I am using Formidable for uploading and PDFReader for text extraction. The front-end and back-end are on separate servers, and the app is only intended for local use, so that shouldn't be an issue. I'm able to console.log the text perfectly. I would like to work with the text in JSON format in some way. I would like to append the text to the response back to the front-end, but I can't seem to hold it until the response is sent.
const IncomingForm = require("formidable").IncomingForm;
const { PdfReader } = require('pdfreader');
const test = new PdfReader(this,1);
module.exports = function upload(req, res) {
let str = ''
let form = new IncomingForm();
form.parse(req, () => {
console.log('parse')
});
form.on("file", (field, file) => {
test.parseFileItems(file.path, (err, item) => {
if (err){
console.log(err)
}
else if (item){
if (item.text){
console.log(item.text)
str += item.text
}
}
})
});
form.on("end", () => {
console.log("reached end/str: ", str)
});
};
I've attempted a number of different ways of handling the async functions, primarily within form.on('file').

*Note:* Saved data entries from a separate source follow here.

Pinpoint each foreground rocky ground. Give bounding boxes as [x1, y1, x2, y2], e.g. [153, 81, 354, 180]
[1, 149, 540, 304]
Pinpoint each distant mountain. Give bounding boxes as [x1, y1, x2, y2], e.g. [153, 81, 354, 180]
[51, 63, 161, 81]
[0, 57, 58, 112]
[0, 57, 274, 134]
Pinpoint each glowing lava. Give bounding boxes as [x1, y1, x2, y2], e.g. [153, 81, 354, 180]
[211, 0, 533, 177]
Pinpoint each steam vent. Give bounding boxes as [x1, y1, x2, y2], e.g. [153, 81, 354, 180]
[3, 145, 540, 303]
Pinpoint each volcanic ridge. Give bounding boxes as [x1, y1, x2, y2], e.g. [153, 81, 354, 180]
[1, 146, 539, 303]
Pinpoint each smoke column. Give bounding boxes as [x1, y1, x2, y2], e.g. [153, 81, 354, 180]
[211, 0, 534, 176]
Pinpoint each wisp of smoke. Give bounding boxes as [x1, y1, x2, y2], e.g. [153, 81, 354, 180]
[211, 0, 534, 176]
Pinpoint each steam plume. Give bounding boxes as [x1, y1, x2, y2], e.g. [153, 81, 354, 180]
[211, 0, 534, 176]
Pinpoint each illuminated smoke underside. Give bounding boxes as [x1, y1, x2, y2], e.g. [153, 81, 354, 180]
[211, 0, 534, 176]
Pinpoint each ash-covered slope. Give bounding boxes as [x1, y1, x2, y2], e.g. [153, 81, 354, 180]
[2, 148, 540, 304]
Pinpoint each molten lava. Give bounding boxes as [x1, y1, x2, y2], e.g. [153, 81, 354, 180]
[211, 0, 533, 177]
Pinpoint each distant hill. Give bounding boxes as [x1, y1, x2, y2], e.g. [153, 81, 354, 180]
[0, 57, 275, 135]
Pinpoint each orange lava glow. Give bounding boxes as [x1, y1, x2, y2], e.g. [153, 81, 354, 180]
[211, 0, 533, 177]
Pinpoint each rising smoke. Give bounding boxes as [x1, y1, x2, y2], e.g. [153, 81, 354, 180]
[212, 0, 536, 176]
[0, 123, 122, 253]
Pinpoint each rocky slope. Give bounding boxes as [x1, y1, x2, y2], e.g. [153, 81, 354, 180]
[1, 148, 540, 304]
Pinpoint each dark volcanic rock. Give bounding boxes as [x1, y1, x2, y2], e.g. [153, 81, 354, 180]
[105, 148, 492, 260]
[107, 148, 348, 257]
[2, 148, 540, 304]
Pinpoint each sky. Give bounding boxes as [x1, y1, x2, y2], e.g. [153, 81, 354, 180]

The following attempts at form.on('file') produce the same effect (the text is console.logged correctly but only after form.on('end") is hit:
//Making the callback to form.on('file') async then traditional await
form.on("file", async (field, file) => {
//...
await test.parseFileItems(...)
//...
console.log(str) //After end of PDFReader code, shows blank
//Making cb async, then manually creating promise
form.on("file", async (field, file) => {
//...
let textProm = await new Promise ((res, rej) => //...
I've also attempted to convert the text manually from the Buffer using fs.readFile, but this also produces the same effect; I can only access text after form.end is hit.
A few things I see is that form.on('file') is hit first, then form.parse. It seems maybe I'm attempting to parse the document twice (Formidable and Pdfreader), but this is probably necessary.
Also, after reading through the docs/stackoverflow, I think I'm mixing the built-in middleware with form.parse/form.on/form.end with manual callbacks, but I was unsure of how to stick with just one, and I'm still able to access the text.
Finally, PDFReader accesses text one line at a time, so parseFileItems is run for every line. I've attempted to resolve a Promise.all with the PdfReader instance, but I couldn't get it to work.
Any help would be greatly appreciated!